Some energy efficient builders now put a layer of foam board insulation outside the wall to cut this thermal bridge off at the knees.
Double studs – creating a true R40 wall
Traditionally, builders use inexpensive R13 batt insulation in 2×4 walls, but due to thermal bridging, this construction gives effectively only R9 of insulation value — hardly enough for a Canadian winter.
Amerongen builds a double wall with added insulation to combat this heat loss.
“We like the double 2×4 wall because it gives us the most economical high R-value,” says Amerongen. “The true energy performance on this is about R40.” That’s more than double the insulation of a standard R20 2×6 wall, where thermal bridging lowers its performance to about R15. “With our double 2×4 wall, we’ve got a space between our two studs that gets filled with insulation to stop that heat flow.”
That insulation is not batts, but blown-in insulation, which can be chopped up fibre, fibreglass or cellulose.
“We like the cellulose because it’s essentially a recycled material,” says Amerongen. “It’s got the lowest energy content in the insulation itself.”
The belfry and basement
Amerongen also blows cellulose insulation into attics to a depth of two feet or more to achieve R80. In the basement, Amerongen shares another secret for energy efficiency.
“The heat loss from a basement wall can be just as high as the heat loss from above ground walls.” he says. “We install four inches — two, two-inch layers of expanded polystyrene against the concrete — and then we build a 2×4 frame wall that we put a R22 mineral wool batt in. So we get a total of about R37, R38 in our basement wall.”

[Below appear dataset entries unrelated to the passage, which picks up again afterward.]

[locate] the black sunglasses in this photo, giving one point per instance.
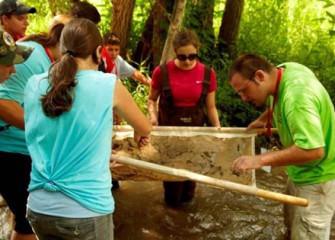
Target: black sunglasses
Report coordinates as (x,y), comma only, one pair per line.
(183,57)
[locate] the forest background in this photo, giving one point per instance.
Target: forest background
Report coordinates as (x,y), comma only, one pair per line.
(279,30)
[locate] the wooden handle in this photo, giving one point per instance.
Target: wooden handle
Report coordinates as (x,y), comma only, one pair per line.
(262,131)
(211,181)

To kill thermal bridging, Amerongen uses two sheets of hard foam polystyrene insulation under the basement slab to achieve R16, which connects to the foam in the basement wall to form a continuous barrier.
Into the rafters
Spray foam is the most advanced of the commonly used insulators. Once dried, it has the added bonus of acting as its own vapor barrier. Its R-value is also relatively high per inch.
“We use spray foam when we need a high R-value in a relatively thin space,” says Amerongen. This means places like where the rafters meet the walls.
“We also use it to some degree for giving us additional air tightness,” says Amerongen. “Air tightness is a critical part of energy conservation, as important as insulation. A house that’s highly insulated but still leaky will find its biggest [energy loss] is air leakage.”
In super energy efficient homes, builders want to reduce air loss to about one air exchange per hour or less. This is how you know you have done a good job with insulation and the envelope of your home.
It is also the reason these efficient homes have advanced heat recovery ventilators that use heat exchange to save heat and provide needed fresh air inside the home.
The final component in the home insulation puzzle are triple glazed windows, some of which achieve R8, a vast improvement over conventional windows.
Peter’s secret formula
And so you have it, one tried and tested formula for the super energy efficient home that requires half the heat of a conventional home.
There are other formulas such as 2×8 walls with spray foam inside and hard foam board on the outside, used by production builder Landmark Homes.
Whatever system you use, the key is energy modeling. “It’s like an accounting of where all of the energy of the house is likely to go,” says Amerongen. “Every window, every square foot of wall, every square foot of ceiling, all of those things go into the energy model so you know how much you’re losing in each place.”
This crucial step is how you can weigh the cost-effectiveness of one measure over another and get the very best bang for your buck. And it’s this experimentation that has made it entirely practical for custom builders and production builders alike to raise the bar to the point where you can now look after all of your own energy needs right in your own home.